IBRANCE (PALBOCICLIB) FALSIFIÉ: L’OMS lance une alerte mondiale sur un médicament anticancéreux
L’Organisation mondiale de la Santé (OMS) a lancé une alerte internationale concernant la circulation de produits falsifiés d’IBRANCE (Palbociclib), un médicament utilisé dans le traitement de certains cancers du sein à un stade avancé. Neuf lots falsifiés ont été identifiés dans plusieurs pays d’Afrique, de la Méditerranée orientale et d’Europe.
L’Organisation mondiale de la Santé (OMS) informe que ces produits contrefaits ont été détectés en Côte d’Ivoire, en Égypte, au Liban, en Libye et en Türkiye, et signalés à l’organisation en novembre 2025. Ils ont été vendus aussi bien sur des sites Internet que dans certaines pharmacies, exposant directement les patients à de graves risques sanitaires.
L’IBRANCE authentique se présente sous forme de gélules à administration orale et est prescrit pour ralentir la progression de certains cancers du sein avancés. Or, selon le Directeur général de l’OMS, Dr Tedros Adhanom Ghebreyesus, les produits incriminés sont falsifiés car « leur identité, leur composition et leur source ont été délibérément présentées de manière trompeuse ».
Le fabricant du médicament original a confirmé que les échantillons analysés ne contiennent aucun principe actif pharmaceutique. Des incohérences majeures ont également été relevées sur le conditionnement et l’aspect du produit. « Certains produits falsifiés portent des numéros de lot authentiques, mais le conditionnement, les numéros de série ainsi que les inscriptions sur les gélules présentent des anomalies évidentes », explique le Dr Tedros.
Lots falsifiés et lots suspects identifiésL’OMS précise que tout IBRANCE portant les numéros de lot suivants doit être considéré comme falsifié : FS5173, GS4328, LV1850 et TS2190. D’autres numéros de lot sont jugés suspects et le produit est probablement falsifié s’il est associé à l’un des codes suivants : GK2981, GR6491, GT5817, HJ8710 et HJ8715.
Parmi les signes permettant d’identifier ces médicaments falsifiés, l’OMS cite notamment des fautes d’orthographe ou une impression de mauvaise qualité sur l’étiquette, un opercule de sécurité portant le logo Pfizer imprimé à l’encre noire, des gélules marquées « PBC 125 » à l’encre noire, sans inscription, ou présentant une couleur inhabituelle, comme un orange vif.
L’OMS alerte sur le caractère extrêmement dangereux de ces produits, qui peuvent entraîner : un échec thérapeutique, une progression incontrôlée du cancer, un risque accru de décès, en raison de l’absence totale d’effet médical.

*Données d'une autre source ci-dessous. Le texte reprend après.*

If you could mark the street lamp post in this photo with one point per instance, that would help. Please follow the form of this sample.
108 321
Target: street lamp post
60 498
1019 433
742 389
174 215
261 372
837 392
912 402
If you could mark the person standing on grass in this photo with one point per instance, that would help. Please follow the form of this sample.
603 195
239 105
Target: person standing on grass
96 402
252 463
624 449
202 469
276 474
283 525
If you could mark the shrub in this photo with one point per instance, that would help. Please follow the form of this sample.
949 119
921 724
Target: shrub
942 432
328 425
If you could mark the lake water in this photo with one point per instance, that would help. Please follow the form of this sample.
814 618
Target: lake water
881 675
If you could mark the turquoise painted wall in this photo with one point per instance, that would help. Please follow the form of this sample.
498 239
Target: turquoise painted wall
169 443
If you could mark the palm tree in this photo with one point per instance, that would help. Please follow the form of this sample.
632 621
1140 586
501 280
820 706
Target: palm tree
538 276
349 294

« Il est essentiel de détecter rapidement l’IBRANCE falsifié et de le retirer de la circulation afin d’éviter des conséquences dramatiques pour les patients », insiste le Directeur général de l’OMS.L’OMS recommande un renforcement immédiat de la surveillance dans les chaînes d’approvisionnement pharmaceutiques, notamment dans les régions à risque. Une attention particulière est également demandée sur les marchés informels et les plateformes de vente en ligne.

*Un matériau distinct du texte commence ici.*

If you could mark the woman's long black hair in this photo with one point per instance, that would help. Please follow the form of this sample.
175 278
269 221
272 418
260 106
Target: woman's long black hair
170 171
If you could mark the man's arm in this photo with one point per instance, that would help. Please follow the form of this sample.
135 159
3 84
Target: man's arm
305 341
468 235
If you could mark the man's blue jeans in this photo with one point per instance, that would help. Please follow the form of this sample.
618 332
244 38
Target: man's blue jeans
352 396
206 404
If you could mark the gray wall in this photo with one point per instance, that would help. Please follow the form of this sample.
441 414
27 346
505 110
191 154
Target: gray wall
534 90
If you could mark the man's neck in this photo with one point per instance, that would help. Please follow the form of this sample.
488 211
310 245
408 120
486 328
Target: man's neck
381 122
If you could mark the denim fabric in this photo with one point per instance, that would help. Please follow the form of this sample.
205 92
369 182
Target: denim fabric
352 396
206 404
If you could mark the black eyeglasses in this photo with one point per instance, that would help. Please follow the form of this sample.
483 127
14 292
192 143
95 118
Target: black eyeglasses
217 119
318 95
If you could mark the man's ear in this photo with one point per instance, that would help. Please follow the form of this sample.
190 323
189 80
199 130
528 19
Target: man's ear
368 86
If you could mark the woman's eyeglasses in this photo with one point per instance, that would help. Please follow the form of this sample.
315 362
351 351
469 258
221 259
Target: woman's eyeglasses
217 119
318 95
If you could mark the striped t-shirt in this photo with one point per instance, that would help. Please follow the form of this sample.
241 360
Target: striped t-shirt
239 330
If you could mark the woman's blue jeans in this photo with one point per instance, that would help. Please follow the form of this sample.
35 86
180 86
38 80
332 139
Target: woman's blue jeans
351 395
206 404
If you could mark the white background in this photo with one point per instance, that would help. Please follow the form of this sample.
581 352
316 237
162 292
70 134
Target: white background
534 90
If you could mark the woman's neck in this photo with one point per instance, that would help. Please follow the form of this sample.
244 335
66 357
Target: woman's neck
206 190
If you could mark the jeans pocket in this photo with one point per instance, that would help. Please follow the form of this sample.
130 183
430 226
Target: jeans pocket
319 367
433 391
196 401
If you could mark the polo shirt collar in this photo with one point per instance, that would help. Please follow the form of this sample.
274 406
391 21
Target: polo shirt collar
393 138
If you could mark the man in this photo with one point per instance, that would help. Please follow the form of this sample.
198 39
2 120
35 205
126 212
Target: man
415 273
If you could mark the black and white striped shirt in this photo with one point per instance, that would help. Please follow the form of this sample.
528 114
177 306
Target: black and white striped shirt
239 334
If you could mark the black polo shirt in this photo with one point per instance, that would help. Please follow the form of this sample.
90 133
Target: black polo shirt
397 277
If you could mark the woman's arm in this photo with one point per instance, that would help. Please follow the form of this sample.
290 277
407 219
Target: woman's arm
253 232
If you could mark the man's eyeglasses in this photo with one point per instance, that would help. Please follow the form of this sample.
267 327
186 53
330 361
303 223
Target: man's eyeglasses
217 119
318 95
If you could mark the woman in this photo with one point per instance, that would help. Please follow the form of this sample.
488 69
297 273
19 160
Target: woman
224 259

Les professionnels de santé sont invités à signaler sans délai aux autorités nationales de réglementation ou aux centres de pharmacovigilance toute absence d’effet thérapeutique, toute réaction indésirable inattendue et tout problème de qualité suspect. Les autorités sanitaires et les services de répression sont, quant à eux, priés d’informer immédiatement l’OMS en cas de détection de ces produits falsifiés.